My wife and I went out and bought a few kayaks over the weekend. I want to pick up a handheld GPS and a personal locator beacon as we do plan on open ocean kayaking. 

I would like to spend $250 or less on the GPS as I want a beacon for both her boat as well as mine. This led me to a Garmin GSMAP 64. Does anyone have any experience with one or a similar type item? 
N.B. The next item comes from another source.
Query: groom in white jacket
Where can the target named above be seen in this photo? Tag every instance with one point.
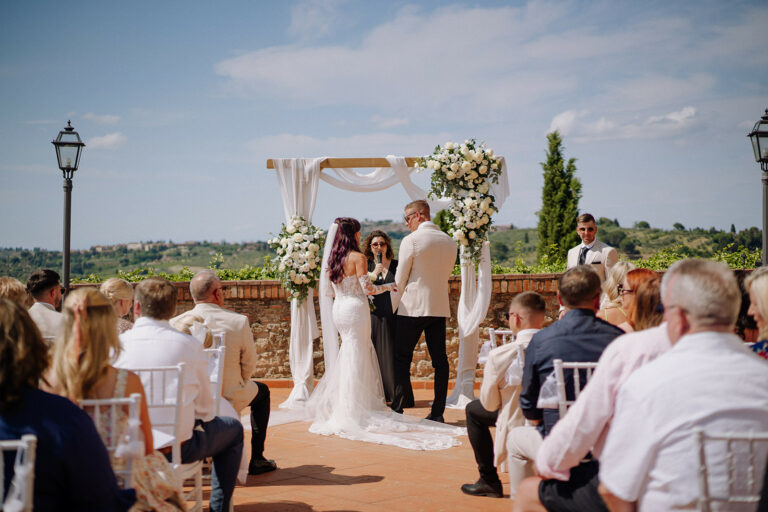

My only requirements are handheld, waterproof, ability to load maps, track our usage on a computer after we plug it in, and the ability to preprogram our routes.


----------



## Gunz (Aug 31, 2015)

I've had Garmin GPS handhelds that I've been happy with. And they're affordable. Just how far out in the "open ocean" do you intend to kayak? My advice, as an old salt who's been sailing, boating and fishing offshore since childhood, is: the ocean can kill you.


----------



## BloodStripe (Aug 31, 2015)

Haha. Yes it can. 

Truthfully I don't know that answer yet. We have no plans to bluewater as of right now, but in a year or two that may change. Nothing crazy like Florida to the Bahamas, but I could see a mile or two off shore for now. 

I'll leave the bluewater travel for a sailboat adventure.


----------



## Teufel (Sep 6, 2015)

Just get a clear waterproof bag.  I've been doing over the horizon amphib ops for 13 years now (ironically we have four kayaks in our company inventory) and I don't trust factory water proofing.  I usually double bag my GPS (just like you should do if you ever visit Thailand) with two sea to summit bags or DUI bags.


----------



## RetPara (Sep 22, 2015)

I use Backcountry Navigator on my android phone in a water proof phone case.  Dumped the kayak a few times and the phone works.   I would HIGHLY recommend a good hand pump and some other self recovery type stuff.  

What kind of kayaks did you get?


----------